Fully Open Vision Encoders: Datasets, training recipes, and model checkpoints are entirely public, fostering reproducibility and transparency in multimodal research.
Wide Range of Model Scales: A comprehensive family of vision encoders from Tiny (5.9M) to Huge (632.1M) parameters, supporting deployment from edge devices to high-capacity servers.
Superior Multimodal Performance: Matches or surpasses proprietary vision encoders (e.g., OpenAI-CLIP, SigLIP) across popular multimodal benchmarks (e.g., LLaVA-1.5, Open-LLaVA-Next).
Efficient Progressive Resolution Training: Demonstrates significant efficiency improvements (2×–3× faster) compared to proprietary counterparts through a progressive, multi-stage resolution training strategy.
Flexible Patch-Size Configuration: Supports adaptive encoding (8×8, 16×16 patches), allowing detailed visual understanding or efficient processing based on practical needs.

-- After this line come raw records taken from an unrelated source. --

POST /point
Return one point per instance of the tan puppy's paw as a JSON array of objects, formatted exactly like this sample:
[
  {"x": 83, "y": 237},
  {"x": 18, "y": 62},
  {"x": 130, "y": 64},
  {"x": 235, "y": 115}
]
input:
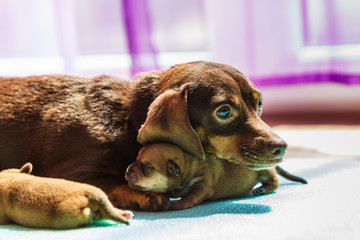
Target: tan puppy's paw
[{"x": 259, "y": 191}]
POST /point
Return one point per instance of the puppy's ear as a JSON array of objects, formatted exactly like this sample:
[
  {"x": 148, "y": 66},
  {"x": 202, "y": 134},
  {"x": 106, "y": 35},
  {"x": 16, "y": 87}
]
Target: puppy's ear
[
  {"x": 168, "y": 121},
  {"x": 27, "y": 168}
]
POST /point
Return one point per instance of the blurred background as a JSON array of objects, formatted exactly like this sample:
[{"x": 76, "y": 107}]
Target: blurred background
[{"x": 304, "y": 55}]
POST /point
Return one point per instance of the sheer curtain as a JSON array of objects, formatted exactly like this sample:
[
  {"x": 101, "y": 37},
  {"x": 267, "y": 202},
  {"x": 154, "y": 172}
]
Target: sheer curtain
[{"x": 274, "y": 42}]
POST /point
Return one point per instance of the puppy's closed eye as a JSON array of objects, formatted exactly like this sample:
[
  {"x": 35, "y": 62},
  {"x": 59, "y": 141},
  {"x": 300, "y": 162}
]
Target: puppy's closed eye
[
  {"x": 173, "y": 168},
  {"x": 147, "y": 169}
]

Detailed Comparisons and Efficiency

OpenVision vs. Proprietary Encoders

OpenVision encoders match or outperform proprietary models like OpenAI's CLIP and Google's SigLIP across multimodal tasks.

Performance under LLaVA-1.5 Framework

OpenVision demonstrates strong performance improvements over existing CLIP models under the LLaVA-1.5 multimodal framework.

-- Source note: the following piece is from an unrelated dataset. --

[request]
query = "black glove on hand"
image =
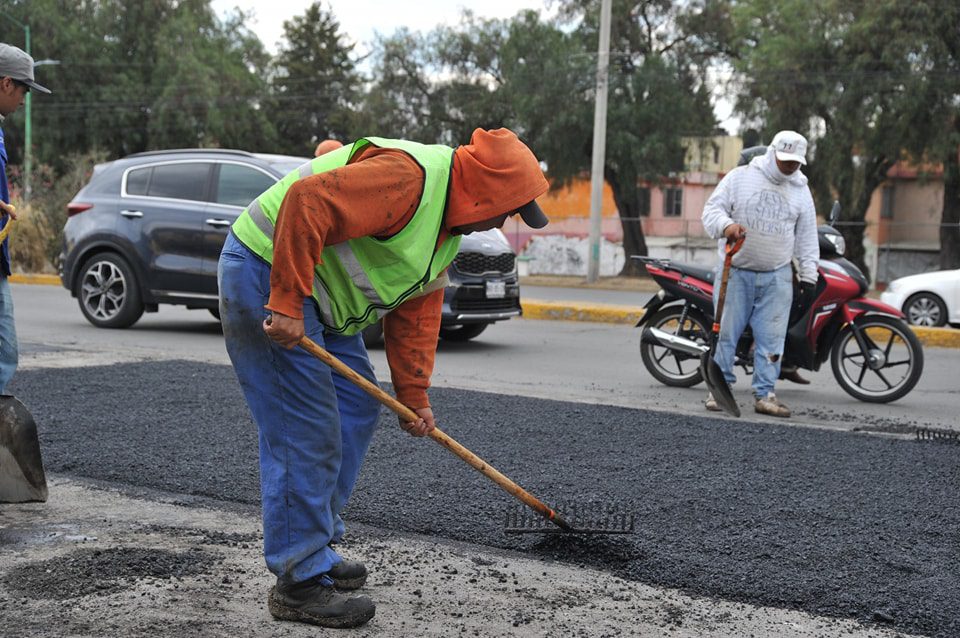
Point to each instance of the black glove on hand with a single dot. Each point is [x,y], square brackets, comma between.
[807,293]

Performance under Open-LLaVA-Next Framework

Under Open-LLaVA-Next, OpenVision maintains its competitive edge, excelling particularly in document-heavy multimodal tasks.

Efficiency Comparison

OpenVision achieves superior multimodal performance with significantly reduced training time compared to proprietary alternatives.

Model Zoo (ImageNet-1K)

We report ImageNet-1K Top-1 accuracy across OpenVision variants. All models are available in both JAX and PyTorch formats.

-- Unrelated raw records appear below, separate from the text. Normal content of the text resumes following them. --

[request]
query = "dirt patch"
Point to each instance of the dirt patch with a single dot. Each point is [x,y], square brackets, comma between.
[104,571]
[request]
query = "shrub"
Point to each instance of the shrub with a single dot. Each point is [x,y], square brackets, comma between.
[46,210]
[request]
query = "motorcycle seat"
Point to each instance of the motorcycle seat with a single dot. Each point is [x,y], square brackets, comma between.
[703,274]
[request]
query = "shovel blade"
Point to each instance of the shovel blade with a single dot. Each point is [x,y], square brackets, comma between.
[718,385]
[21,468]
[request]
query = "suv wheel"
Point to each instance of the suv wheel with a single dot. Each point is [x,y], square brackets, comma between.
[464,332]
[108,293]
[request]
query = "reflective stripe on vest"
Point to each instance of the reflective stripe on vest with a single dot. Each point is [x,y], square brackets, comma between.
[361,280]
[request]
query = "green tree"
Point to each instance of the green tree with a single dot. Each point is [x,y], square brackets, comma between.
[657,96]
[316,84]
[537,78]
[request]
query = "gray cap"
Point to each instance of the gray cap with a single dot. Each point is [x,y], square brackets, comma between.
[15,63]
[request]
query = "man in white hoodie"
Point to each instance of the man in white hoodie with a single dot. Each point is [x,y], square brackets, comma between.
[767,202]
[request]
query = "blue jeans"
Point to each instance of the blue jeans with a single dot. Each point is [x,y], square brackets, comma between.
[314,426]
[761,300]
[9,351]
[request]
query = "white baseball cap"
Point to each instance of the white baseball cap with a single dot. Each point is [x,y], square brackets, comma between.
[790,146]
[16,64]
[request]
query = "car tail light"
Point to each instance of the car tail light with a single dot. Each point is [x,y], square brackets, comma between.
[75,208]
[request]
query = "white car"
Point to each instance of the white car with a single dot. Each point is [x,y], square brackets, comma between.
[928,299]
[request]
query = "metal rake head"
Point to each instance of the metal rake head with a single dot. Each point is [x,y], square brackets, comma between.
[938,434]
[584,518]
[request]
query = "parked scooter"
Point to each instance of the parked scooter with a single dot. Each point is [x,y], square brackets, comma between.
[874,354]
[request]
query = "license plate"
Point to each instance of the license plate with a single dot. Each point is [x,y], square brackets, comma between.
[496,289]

Model	Size	Patch	Resolution	Top-1	Link	JAX	PyTorch
ViT-Tiny	5M	16	160	46.9%	HF	✓	✓
ViT-Tiny	5M	16	224	49.6%	HF	✓	✓
ViT-Tiny	5M	16	384	51.5%	HF	✓	✓
ViT-Tiny	5M	8	160	51.9%	HF	✓	✓
ViT-Tiny	5M	8	224	53.5%	HF	✓	✓
ViT-Tiny	5M	8	384	53.9%	HF	✓	✓
ViT-Small	22M	16	160	63.5%	HF	✓	✓
ViT-Small	22M	16	224	65.9%	HF	✓	✓
ViT-Small	22M	16	384	67.1%	HF	✓	✓
ViT-Small	22M	8	160	67.3%	HF	✓	✓
ViT-Small	22M	8	224	68.6%	HF	✓	✓
ViT-Small	22M	8	384	68.5%	HF	✓	✓
ViT-Base	86M	16	160	72.4%	HF	✓	✓
ViT-Base	86M	16	224	73.9%	HF	✓	✓
ViT-Base	86M	16	384	74.5%	HF	✓	✓
ViT-Base	86M	8	160	74.8%	HF	✓	✓
ViT-Base	86M	8	224	75.4%	HF	✓	✓
ViT-Base	86M	8	384	75.6%	HF	✓	✓
ViT-Large	307M	14	84	74.7%	HF	✓	✓
ViT-Large	307M	14	224	78.5%	HF	✓	✓
ViT-Large	307M	14	336	78.9%	HF	✓	✓
SoViT-400M	400M	14	84	76.2%	HF	✓	✓
SoViT-400M	400M	14	224	79.7%	HF	✓	✓
SoViT-400M	400M	14	384	79.9%	HF	✓	✓
ViT-Huge	632M	14	84	77.4%	HF	✓	✓
ViT-Huge	632M	14	224	80.4%	HF	✓	✓

Model Usage

With Our Customized OpenCLIP Tokenizer

⚠️ IMPORTANT: Make sure you're importing from src/convert_upload/open_clip/ in this repo.
The tokenizer implementation here is customized and not yet available in the official OpenCLIP repo or PyPI release.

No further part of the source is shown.